ATR/BPN Permudah Cek Kesesuaian Data Sertipikat Tanah Secara Online Lewat Aplikasi Sentuh Tanahku

JAKARTA — Masyarakat kini dapat mengecek kesesuaian data sertipikat tanah secara online tanpa perlu datang ke Kantor Pertanahan. Kementerian Agraria dan Tata Ruang/Badan Pertanahan Nasional (ATR/BPN) menyediakan layanan digital yang bisa diakses melalui ponsel, salah satunya lewat aplikasi resmi Sentuh Tanahku.

Kepala Biro Hubungan Masyarakat (Humas) dan Protokol ATR/BPN, Shamy Ardian, mengatakan pemerintah menghadirkan sejumlah opsi layanan digital untuk memperluas akses publik terhadap informasi pertanahan.

“Sekarang masyarakat tidak perlu khawatir untuk mengecek kesesuaian data sertipikat karena kini tersedia berbagai cara praktis yang bisa diakses kapan saja. Bisa lewat Sentuh Tanahku,” ujar Shamy dalam keterangannya, Selasa (14/04/2026).

Untuk menggunakan layanan tersebut, masyarakat diminta membuat akun di aplikasi Sentuh Tanahku dan menjalani proses verifikasi. Setelah akun aktif, pengguna dapat memanfaatkan berbagai fitur, termasuk pengecekan kesesuaian data sertipikat tanah.

ATR/BPN menjelaskan, mekanisme pengecekan dibedakan berdasarkan jenis sertipikat, yakni sertipikat analog dan sertipikat elektronik.

Pada sertipikat analog, pemilik dapat membagikan akses informasi kepada pihak lain dengan memasukkan alamat email serta menentukan batas waktu akses. Data yang ditampilkan mencakup Nomor Identifikasi Bidang (NIB), jenis sertipikat, kode blanko, tanggal penerbitan, lokasi dan luas tanah, hingga identitas pemilik.

Sementara untuk sertipikat elektronik, verifikasi dilakukan dengan membagikan barcode yang tertera pada dokumen.
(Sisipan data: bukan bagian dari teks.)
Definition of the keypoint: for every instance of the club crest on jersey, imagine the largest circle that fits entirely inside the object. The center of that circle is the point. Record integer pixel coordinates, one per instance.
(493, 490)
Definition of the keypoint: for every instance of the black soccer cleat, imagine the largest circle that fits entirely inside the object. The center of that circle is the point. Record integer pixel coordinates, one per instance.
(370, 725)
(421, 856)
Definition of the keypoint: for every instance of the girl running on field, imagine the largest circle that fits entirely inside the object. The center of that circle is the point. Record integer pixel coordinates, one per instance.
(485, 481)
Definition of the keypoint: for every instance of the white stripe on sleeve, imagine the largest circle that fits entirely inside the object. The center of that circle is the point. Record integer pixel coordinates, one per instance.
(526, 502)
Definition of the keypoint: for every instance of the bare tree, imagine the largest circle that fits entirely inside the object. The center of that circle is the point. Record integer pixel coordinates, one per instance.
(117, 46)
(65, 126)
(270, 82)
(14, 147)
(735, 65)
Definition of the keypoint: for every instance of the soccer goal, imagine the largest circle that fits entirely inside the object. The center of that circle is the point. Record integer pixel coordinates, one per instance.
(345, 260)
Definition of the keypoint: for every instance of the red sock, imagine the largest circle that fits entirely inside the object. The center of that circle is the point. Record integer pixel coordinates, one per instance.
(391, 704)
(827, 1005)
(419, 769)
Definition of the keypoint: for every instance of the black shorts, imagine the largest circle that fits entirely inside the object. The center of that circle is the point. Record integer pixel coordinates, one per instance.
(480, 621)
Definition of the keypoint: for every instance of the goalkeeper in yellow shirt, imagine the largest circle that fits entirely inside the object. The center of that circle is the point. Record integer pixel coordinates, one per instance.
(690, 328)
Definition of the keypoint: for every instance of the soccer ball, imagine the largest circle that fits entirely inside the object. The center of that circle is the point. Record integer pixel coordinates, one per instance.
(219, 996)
Pihak penerima dapat memindai barcode tersebut untuk melihat data sertipikat melalui ponsel, dengan ketentuan sudah memiliki akun Sentuh Tanahku yang terverifikasi.

Shamy menilai kemudahan ini diharapkan mendorong masyarakat lebih proaktif memastikan keabsahan dokumen pertanahan yang dimiliki, sekaligus memanfaatkan layanan digital yang telah disediakan.
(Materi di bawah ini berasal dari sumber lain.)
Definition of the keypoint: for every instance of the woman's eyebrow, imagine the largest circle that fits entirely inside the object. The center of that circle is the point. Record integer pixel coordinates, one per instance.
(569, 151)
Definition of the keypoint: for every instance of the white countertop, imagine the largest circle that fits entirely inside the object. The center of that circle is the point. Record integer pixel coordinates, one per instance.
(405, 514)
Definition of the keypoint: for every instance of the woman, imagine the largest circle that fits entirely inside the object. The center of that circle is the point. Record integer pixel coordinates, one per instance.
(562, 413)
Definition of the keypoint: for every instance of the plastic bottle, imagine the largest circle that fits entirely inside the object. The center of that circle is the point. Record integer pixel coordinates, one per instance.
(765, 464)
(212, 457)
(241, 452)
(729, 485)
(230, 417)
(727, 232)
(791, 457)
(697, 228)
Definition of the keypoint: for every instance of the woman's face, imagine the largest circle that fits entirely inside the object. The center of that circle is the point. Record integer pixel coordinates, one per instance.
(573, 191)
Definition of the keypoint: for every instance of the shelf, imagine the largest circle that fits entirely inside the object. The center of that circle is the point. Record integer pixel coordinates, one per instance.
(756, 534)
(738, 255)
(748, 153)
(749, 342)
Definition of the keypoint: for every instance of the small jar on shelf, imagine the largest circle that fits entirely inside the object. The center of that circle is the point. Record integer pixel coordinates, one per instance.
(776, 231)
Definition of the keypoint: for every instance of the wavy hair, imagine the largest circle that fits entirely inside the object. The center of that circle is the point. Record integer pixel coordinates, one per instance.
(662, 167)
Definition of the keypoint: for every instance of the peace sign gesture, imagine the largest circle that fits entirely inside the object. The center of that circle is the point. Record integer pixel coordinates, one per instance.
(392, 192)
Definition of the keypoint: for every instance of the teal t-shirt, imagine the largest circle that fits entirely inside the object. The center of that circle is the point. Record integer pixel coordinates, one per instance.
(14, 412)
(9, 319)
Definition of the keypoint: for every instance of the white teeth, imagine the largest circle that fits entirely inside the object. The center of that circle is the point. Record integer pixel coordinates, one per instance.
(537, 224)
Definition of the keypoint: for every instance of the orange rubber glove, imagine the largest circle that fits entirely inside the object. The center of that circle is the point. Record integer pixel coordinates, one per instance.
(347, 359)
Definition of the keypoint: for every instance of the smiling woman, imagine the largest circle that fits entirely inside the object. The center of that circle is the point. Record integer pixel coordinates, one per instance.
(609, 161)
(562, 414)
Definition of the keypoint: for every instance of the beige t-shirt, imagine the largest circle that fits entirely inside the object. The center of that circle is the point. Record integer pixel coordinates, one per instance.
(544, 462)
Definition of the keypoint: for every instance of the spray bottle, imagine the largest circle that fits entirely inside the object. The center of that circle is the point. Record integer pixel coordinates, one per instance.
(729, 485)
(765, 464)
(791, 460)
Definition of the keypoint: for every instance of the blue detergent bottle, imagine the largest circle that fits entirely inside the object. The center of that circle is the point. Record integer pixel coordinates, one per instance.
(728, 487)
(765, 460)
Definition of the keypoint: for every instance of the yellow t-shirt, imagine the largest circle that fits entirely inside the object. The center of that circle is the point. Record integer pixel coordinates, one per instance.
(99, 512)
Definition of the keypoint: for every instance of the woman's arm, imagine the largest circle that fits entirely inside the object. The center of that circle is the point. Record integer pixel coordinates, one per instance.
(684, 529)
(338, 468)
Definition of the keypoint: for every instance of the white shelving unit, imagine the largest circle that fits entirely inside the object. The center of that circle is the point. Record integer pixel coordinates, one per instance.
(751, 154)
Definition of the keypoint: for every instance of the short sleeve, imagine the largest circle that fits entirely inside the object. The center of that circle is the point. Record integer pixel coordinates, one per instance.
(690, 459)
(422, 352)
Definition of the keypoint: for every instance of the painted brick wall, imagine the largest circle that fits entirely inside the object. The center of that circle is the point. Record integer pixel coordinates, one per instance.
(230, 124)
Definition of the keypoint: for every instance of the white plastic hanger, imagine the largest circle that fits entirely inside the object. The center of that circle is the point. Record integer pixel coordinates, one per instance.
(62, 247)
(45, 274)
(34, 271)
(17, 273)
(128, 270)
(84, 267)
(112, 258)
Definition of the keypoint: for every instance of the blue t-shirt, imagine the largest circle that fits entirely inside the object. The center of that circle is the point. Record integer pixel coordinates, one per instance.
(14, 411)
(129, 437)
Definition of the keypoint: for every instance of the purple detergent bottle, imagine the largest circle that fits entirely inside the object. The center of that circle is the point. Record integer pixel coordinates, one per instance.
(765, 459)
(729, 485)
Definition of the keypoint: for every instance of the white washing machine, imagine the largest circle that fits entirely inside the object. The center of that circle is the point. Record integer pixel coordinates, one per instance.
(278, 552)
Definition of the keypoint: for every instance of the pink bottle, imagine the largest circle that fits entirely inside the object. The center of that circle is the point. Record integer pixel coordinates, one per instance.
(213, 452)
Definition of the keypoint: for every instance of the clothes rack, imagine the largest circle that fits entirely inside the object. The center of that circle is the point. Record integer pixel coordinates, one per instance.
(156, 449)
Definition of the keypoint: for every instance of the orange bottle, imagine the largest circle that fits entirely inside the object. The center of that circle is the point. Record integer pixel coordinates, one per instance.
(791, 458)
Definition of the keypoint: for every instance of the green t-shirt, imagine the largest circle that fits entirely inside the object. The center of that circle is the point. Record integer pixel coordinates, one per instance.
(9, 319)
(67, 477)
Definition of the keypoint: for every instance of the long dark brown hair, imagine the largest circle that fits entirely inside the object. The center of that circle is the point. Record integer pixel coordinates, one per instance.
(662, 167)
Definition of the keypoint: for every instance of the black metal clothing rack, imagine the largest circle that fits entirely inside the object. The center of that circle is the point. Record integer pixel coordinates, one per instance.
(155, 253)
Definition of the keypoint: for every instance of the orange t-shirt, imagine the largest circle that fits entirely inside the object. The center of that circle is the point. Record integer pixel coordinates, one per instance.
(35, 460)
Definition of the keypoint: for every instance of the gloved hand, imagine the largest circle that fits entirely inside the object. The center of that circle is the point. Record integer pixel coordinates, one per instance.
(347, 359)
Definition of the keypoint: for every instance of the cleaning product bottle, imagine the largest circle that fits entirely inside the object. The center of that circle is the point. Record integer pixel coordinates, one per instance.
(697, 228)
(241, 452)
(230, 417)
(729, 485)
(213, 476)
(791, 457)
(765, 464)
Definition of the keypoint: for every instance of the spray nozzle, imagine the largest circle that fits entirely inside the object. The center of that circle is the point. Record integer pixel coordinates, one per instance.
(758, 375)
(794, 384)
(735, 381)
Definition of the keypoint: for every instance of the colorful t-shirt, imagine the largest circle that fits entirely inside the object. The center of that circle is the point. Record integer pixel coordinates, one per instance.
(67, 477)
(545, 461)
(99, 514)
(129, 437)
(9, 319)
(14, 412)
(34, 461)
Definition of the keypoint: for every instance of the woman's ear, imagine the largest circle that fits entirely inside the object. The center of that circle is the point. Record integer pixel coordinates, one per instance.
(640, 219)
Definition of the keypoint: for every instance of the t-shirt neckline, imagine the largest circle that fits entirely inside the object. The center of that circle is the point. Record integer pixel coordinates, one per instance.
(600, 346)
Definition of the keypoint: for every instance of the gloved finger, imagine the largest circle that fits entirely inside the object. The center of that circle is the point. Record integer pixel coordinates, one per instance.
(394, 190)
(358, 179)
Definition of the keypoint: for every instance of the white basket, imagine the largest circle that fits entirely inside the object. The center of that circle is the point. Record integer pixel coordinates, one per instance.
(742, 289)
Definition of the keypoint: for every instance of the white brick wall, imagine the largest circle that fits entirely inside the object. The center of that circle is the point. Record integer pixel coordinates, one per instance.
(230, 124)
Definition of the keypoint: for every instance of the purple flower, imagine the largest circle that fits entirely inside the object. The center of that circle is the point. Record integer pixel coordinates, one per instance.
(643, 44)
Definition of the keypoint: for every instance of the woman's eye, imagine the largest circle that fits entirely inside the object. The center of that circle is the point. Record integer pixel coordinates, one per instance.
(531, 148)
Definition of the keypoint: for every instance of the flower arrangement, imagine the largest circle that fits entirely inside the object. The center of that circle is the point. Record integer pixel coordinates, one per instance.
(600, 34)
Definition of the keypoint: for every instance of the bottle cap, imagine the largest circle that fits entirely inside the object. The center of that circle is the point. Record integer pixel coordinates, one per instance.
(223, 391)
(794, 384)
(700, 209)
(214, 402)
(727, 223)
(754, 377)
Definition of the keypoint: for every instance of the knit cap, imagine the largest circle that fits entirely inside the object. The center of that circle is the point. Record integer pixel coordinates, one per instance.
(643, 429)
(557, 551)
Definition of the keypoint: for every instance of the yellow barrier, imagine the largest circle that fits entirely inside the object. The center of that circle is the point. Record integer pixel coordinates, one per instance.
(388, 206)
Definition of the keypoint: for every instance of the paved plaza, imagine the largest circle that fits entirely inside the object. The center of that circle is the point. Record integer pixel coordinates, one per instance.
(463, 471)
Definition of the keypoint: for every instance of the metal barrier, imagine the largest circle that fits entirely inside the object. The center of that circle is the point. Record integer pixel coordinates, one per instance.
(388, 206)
“Dengan kemudahan yang kami berikan, masyarakat diharapkan semakin proaktif dalam memastikan keabsahan dokumen pertanahan yang dimiliki, sekaligus memanfaatkan layanan digital yang telah disediakan pemerintah secara optimal,” katanya.

ATR/BPN juga mengingatkan, dalam beberapa kasus data bidang tanah mungkin belum muncul di aplikasi. Kondisi tersebut umumnya terjadi karena data belum terpetakan atau belum terintegrasi dalam sistem digital ATR/BPN. Jika mengalami hal itu, pemilik tanah disarankan mendatangi Kantor Pertanahan setempat untuk melakukan pembaruan data agar informasi sertipikat dapat masuk ke sistem dan dapat diakses secara digital pada kemudian hari.

Melalui layanan ini, pemerintah berharap administrasi pertanahan menjadi lebih transparan, efisien, dan mudah diakses masyarakat.